Unless you are going for the “total shock to the system” jump in and jump out. You really need to get your body used to the water temperature and have your muscles not be tensed up and have your breathing under control. So here are the steps I take (weather permitting a brief video will later be added to this post).

Starting Out

  1. Wade into the water about top-of-the-thigh deep, you can do this in as many smaller steps as you like, though I find a certain deliberateness helps you to commit to the task at hand.
  2. Once you feel a certain level of adjustment I will wade in to about hip deep.
  3. At this point, I start scooping water up with my hands and rubbing first my arms, my chest, my shoulders and back, then my neck and face. I repeat this a few times, the goal is to knock down your skin temperature a bit to minimize the difference between it and the water, this will reduce shock you go through when you become totally immersed in the water.
  4. I then bend at the knees and immerse myself chest deep, then shoulder deep, then over my head, usually I do this in three brief plunges, again this spreads out the shock to the system.
  5. I make a note of my breathing at this point, I either repeat the last few steps, if I am still wanting to hyperventilate, or if my breathing is controllable, I will start my swim.
  6. When I start my swim, I start out deliberately slow, you want you heart rate to slowly come up and you muscles to loosen up.
  7. After two to three minutes, the perception of the water being uncomfortably cold, will fade and you can continue your swim in relative comfort.

During the Swim

  1. Depending on water temperature, your particular physiology and how you feel that day, your endurance in the water will vary It is initially helpful to either swim with someone with a pace you are familiar with, or to swim in the lane area. You will start out close to your normal pace, but I found, as the water dipped into the 50’s my pace would slow down, from a two minute lap time to three minutes.
  2. Cold limbs, my legs and feet would start to go numb after 30 minutes and I could slowly feel it work its way up into my calves. My goal, when swimming in the lane lines was to complete the equivalent distance of to the rock pile and back (1600 yards).
  3. Since most of my swimming that winter was solo and in the lane lines, I never pushed myself to the point of actual hypothermia. When starting out, it is advisable to not push youself too hard, but to develop a feel for you body and its limits.

After the Swim

  1. Twenty of thirty minutes in 58 degree water is going to lower your core body temperature, period. It will take a surprising amount of time to get your core temperature back up. There are two ways to get heat back into you, internally and externally.
  2. Externally, hot shower, sauna, steam room, hot tub, warm bath, etc. By the way, non of these are available at Shadow Cliffs, so you will need to plan accordingly, warm clothes and the car heater set to full blast are your immediate solution.
  3. Internally, warm drinks, more warm drinks, muscle activity, shivering come to mind, but biking or running also work, but hey, I’m a swimmer legs are for walking into an out of the lake. Seriously though, some jogging, running or biking do help quite bit.
  4. How long until I feel warm? For me it is about 2:1, so half and hour swimming means warming back up with a combination of the items listed above, for an hour. Even then, I can easily get a chill several hours later in the day. Again, it might be different for you.

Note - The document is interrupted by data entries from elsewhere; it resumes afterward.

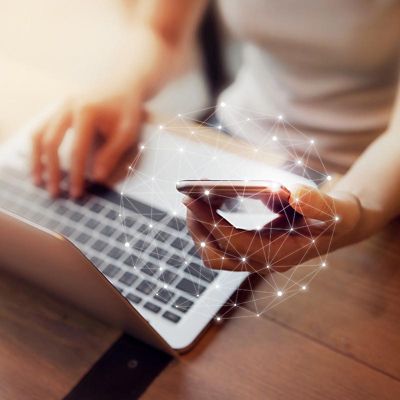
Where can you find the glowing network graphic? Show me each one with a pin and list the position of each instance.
(245, 236)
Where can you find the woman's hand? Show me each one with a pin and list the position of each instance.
(323, 223)
(115, 119)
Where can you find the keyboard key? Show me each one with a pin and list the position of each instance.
(176, 261)
(67, 231)
(164, 296)
(99, 245)
(167, 276)
(131, 260)
(83, 238)
(107, 231)
(152, 307)
(194, 252)
(61, 210)
(182, 304)
(198, 271)
(162, 236)
(96, 208)
(111, 270)
(190, 287)
(133, 298)
(178, 224)
(112, 214)
(76, 216)
(158, 253)
(144, 229)
(150, 269)
(115, 253)
(124, 237)
(128, 278)
(171, 316)
(91, 223)
(146, 287)
(179, 243)
(96, 261)
(141, 245)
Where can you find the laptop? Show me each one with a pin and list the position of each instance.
(124, 254)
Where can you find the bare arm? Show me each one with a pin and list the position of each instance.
(375, 178)
(160, 31)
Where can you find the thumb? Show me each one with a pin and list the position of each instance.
(342, 209)
(116, 145)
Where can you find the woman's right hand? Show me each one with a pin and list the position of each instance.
(116, 119)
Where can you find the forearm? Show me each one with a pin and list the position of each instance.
(375, 180)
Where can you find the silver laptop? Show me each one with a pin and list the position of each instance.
(124, 254)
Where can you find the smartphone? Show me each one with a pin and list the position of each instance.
(273, 194)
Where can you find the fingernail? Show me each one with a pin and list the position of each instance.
(75, 192)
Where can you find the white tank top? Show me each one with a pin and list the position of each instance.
(330, 67)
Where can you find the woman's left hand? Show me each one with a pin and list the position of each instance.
(323, 223)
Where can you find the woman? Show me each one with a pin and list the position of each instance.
(330, 67)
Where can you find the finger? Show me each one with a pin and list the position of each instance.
(228, 237)
(212, 256)
(341, 210)
(118, 143)
(51, 142)
(37, 164)
(84, 133)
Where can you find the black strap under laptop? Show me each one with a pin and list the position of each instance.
(123, 373)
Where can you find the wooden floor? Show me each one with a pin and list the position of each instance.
(340, 340)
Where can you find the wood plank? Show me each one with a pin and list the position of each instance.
(352, 306)
(45, 346)
(254, 358)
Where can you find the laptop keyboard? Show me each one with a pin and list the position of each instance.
(146, 253)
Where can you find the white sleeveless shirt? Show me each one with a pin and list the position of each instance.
(330, 67)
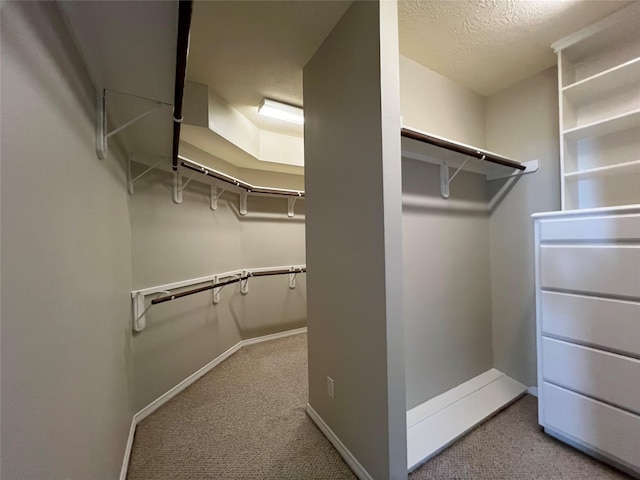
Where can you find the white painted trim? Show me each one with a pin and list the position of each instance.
(585, 212)
(191, 379)
(344, 452)
(439, 422)
(436, 404)
(127, 449)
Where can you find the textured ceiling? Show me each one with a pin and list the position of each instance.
(249, 50)
(246, 51)
(488, 45)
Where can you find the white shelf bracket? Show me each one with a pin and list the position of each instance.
(292, 279)
(216, 291)
(244, 282)
(291, 203)
(101, 123)
(140, 311)
(130, 179)
(179, 186)
(243, 202)
(215, 195)
(445, 179)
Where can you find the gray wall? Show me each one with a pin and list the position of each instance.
(447, 277)
(522, 122)
(447, 282)
(435, 104)
(353, 184)
(66, 263)
(173, 242)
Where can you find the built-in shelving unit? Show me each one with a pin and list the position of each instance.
(599, 97)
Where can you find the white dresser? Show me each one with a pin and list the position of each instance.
(588, 330)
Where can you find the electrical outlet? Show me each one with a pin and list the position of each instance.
(330, 387)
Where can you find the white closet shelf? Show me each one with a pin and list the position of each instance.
(603, 82)
(426, 147)
(603, 127)
(617, 169)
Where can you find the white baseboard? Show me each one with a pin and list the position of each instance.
(127, 449)
(194, 377)
(437, 423)
(344, 452)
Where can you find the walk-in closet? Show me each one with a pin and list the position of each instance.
(325, 239)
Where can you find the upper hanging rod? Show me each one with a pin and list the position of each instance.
(191, 165)
(282, 271)
(182, 50)
(459, 148)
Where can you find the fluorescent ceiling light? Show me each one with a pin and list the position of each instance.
(281, 111)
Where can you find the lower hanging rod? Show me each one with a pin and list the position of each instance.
(460, 148)
(265, 273)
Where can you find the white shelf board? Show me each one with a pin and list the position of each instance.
(605, 126)
(607, 81)
(437, 423)
(617, 169)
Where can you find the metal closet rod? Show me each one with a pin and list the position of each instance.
(196, 167)
(184, 26)
(463, 149)
(266, 273)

Is it worth it? Having had a Quintana Roo wetsuit I truly loved using, I can still say, not needing a wetsuit is even better. I have enjoyed swimming in lakes in the Sierra’s that I came across unexpectedly, I enjoy the Pacific Ocean at the beach as much as I enjoyed the Jersey Shore as a kid (a solid 15 degree difference). I am liberated from the need for a wetsuit. I no longer have the psychological need for its body-armor like feel. It is just the water and me.